I’d like to think that “targeted support” is what this blog gives , it is free and it is responsible, it is not leading to a product or a provider and it leaves people to make their own decisions. Why shouldn’t people have their opinions? Why shouldn’t they share them? We live in a liberal liberated country where regulation is against those who abuse the system with no thought for the good of the people they advise.
The need for more support
The large behemoths that manage the money for the masses of us (me included) need to step up and fill the advice gap that they never properly filled with commission based sales forces. Here is today’s evidence

The big difference between today and 1984 when I started was that the only hope you had if you weren’t in a company pension was commission based sales forces who got you saving into products with charges in the first two years contributing of 4% + for ever. It was a disaster for the consumer and unless you found yourself with a non-commission based house (Equitable or London Life) then you were in back-end loaded structures that sounded good but were disastrous.

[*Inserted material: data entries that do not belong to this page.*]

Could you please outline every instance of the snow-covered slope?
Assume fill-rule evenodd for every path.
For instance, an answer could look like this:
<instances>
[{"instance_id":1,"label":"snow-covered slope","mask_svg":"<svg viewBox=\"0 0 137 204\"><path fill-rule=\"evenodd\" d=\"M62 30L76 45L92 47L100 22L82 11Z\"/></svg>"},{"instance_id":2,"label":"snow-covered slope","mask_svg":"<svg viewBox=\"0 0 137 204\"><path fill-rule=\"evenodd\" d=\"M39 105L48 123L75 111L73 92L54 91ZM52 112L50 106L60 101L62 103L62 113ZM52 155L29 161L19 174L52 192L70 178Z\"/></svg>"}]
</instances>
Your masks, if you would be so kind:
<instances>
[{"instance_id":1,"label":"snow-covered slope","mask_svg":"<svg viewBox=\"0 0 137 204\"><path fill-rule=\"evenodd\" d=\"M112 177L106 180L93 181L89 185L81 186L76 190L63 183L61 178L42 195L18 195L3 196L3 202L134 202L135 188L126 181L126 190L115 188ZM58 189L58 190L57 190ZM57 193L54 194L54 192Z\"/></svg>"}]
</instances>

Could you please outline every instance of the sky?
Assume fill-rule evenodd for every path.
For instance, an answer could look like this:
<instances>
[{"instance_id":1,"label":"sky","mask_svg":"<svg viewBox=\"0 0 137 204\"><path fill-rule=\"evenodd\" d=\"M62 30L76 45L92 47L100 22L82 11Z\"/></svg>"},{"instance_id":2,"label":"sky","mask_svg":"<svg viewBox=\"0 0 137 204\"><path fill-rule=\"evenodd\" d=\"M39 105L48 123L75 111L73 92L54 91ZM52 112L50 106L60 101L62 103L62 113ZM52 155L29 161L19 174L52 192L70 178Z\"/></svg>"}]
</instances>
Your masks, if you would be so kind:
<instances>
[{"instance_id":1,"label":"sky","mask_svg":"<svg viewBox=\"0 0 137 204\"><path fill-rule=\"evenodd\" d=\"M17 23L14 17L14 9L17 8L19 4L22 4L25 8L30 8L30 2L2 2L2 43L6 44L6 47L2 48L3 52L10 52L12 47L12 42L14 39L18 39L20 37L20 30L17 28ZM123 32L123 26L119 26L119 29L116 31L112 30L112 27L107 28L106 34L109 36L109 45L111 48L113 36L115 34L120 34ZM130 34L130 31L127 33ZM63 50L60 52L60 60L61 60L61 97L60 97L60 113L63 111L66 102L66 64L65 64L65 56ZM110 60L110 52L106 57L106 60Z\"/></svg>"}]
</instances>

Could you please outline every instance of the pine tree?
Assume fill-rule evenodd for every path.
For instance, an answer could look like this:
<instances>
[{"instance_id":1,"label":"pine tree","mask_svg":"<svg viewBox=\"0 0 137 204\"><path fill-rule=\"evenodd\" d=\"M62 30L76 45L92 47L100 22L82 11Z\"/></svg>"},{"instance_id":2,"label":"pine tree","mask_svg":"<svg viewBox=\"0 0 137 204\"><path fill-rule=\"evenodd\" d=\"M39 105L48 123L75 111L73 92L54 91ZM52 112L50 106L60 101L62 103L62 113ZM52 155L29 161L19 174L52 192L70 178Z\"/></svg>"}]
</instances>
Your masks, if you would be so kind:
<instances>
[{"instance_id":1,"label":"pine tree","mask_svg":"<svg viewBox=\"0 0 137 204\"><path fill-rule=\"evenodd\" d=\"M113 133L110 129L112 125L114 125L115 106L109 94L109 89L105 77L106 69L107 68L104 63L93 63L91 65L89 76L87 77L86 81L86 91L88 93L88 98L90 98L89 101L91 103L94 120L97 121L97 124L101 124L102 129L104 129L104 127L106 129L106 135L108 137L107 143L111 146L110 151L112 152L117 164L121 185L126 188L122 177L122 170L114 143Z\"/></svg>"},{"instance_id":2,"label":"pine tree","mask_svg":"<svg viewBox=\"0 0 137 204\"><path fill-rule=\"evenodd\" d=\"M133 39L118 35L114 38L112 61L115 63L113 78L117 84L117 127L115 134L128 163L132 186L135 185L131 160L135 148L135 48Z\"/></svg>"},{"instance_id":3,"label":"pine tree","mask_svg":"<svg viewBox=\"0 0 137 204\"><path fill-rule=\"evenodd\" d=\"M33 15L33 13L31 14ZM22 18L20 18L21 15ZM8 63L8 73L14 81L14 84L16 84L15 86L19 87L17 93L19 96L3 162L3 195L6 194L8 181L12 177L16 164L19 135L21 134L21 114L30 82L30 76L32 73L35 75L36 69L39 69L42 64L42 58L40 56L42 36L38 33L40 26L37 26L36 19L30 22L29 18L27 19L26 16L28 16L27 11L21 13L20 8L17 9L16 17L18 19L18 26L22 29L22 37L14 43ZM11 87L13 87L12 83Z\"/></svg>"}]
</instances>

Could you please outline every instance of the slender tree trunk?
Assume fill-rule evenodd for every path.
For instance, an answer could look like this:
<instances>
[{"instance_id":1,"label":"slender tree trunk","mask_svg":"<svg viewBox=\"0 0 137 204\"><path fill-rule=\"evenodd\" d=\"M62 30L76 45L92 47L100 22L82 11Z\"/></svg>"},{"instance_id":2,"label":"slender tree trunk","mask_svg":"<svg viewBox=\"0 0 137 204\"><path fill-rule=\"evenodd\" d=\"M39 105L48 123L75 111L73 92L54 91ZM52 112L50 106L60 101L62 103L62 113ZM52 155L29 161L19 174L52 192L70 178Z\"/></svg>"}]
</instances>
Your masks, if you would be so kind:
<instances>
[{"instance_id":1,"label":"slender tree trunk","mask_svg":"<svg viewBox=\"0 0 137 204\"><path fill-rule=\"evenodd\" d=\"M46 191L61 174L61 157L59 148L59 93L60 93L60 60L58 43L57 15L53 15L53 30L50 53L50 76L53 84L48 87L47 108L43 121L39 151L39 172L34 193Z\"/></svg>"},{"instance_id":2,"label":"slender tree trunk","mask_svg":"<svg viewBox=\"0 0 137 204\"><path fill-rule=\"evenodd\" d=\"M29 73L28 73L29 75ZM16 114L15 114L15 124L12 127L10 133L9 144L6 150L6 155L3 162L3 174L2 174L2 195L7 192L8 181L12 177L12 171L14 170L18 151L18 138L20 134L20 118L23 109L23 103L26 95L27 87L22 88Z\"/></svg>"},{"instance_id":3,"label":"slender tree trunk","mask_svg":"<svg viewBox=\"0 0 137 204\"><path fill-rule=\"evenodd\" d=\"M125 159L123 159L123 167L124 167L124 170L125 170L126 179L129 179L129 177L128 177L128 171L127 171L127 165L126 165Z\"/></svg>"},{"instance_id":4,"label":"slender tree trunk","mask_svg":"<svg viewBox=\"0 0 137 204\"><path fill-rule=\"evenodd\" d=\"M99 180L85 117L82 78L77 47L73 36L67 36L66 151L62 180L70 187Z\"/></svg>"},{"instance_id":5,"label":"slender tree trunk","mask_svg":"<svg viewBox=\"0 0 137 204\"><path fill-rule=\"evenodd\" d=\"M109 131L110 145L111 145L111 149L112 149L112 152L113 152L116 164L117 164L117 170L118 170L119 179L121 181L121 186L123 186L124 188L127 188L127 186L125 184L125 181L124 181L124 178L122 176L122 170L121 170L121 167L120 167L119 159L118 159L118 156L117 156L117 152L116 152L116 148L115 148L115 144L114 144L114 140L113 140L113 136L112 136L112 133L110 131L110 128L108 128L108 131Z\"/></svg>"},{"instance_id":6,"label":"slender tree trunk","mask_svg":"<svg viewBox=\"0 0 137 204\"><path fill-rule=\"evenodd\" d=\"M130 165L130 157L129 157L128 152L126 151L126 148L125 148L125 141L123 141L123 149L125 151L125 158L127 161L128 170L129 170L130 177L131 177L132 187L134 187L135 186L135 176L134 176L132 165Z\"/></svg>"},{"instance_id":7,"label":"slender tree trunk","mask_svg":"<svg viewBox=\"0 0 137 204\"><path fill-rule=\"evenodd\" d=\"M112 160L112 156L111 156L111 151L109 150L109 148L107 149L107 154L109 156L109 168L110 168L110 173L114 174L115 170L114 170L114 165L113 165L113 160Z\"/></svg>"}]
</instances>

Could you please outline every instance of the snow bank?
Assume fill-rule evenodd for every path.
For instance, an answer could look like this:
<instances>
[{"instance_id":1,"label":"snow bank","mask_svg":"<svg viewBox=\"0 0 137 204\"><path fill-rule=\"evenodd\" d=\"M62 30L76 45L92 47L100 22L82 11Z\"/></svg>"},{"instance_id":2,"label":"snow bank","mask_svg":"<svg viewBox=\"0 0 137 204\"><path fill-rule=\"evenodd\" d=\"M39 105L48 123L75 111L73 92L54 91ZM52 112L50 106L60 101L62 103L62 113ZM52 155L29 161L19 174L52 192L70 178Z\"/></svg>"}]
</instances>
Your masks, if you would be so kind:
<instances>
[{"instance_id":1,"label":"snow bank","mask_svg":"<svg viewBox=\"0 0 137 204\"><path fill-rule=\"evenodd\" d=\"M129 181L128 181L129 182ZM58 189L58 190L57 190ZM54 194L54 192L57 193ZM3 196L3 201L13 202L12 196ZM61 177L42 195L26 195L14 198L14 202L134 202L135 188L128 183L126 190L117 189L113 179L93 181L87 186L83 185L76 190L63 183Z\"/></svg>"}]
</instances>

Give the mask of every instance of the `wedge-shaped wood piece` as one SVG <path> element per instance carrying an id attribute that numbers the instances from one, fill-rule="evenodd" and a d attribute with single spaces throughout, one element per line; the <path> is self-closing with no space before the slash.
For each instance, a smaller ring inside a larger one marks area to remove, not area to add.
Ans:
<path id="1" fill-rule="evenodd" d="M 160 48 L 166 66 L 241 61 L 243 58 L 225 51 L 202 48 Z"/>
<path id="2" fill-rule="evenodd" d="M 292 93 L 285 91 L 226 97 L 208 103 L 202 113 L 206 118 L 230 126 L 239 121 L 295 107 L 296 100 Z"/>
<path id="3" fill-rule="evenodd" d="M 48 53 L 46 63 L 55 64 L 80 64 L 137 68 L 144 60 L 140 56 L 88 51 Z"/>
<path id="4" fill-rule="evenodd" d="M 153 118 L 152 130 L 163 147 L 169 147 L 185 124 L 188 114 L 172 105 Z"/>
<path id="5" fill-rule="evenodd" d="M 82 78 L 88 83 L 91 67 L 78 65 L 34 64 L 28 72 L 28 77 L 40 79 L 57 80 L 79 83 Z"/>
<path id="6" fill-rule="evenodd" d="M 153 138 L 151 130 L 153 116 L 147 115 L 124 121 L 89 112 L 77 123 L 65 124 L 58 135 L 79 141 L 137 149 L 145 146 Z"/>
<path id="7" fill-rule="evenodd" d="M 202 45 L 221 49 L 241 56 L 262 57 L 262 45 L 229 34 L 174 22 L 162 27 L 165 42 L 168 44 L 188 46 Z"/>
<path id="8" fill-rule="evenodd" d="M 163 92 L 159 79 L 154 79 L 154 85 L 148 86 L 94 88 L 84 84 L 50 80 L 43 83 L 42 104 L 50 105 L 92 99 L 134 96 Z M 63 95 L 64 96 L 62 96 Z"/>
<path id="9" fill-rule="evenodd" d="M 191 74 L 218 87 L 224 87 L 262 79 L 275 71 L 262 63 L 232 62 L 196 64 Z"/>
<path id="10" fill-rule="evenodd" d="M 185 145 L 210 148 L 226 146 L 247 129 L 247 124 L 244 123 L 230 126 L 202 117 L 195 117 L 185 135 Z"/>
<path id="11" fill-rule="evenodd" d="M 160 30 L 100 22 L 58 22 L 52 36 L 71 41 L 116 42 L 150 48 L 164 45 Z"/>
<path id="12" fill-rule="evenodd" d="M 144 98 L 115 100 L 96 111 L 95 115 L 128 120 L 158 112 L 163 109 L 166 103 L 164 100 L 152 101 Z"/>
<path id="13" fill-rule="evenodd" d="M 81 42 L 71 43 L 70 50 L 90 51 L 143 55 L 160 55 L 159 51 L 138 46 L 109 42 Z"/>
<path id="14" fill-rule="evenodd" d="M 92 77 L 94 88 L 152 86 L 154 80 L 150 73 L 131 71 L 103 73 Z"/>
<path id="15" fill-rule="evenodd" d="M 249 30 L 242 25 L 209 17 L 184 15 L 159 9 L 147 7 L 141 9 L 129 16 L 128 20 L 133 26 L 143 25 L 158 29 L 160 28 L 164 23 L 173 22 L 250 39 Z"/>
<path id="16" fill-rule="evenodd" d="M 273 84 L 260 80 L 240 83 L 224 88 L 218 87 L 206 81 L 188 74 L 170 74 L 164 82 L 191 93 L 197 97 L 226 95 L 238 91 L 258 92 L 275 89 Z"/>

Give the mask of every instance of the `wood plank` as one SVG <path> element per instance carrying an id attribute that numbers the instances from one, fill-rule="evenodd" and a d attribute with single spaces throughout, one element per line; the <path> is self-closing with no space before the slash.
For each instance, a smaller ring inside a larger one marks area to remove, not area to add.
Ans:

Things aren’t like that today. Now we have a range of retail friendly products from workplace pensions and regulate personal pensions which are much better value. ISAs outstrip the endowments and maximum commission investment plans we used to sell. We are in a sensible world which, so long as you don’t follow the advice of the tic-toc influencers and stay with FCA regulated firms – you will do alright.
So I am with this move to targeted support because I am confident that the retail products that get people into real investments are good news. So long as you have a long-term view, investing in real assets – equities – infrastructure -property is good news provided it is done collectively and at scale. For those who want to do things on their own, there is simplified and holistic advice or execution only without advice. People may want to self-research and invest for themselves – they are allowed.
Thanks to the FCA for this huge report, sorry that I am not getting into the annexes and the detailed research, that’s weekend stuff. Right now I’d like to tell those younger than me (most people nowadays!) that we have a better regulated retail market and better products for us to invest in. It’s a whole lot better than 40 years ago!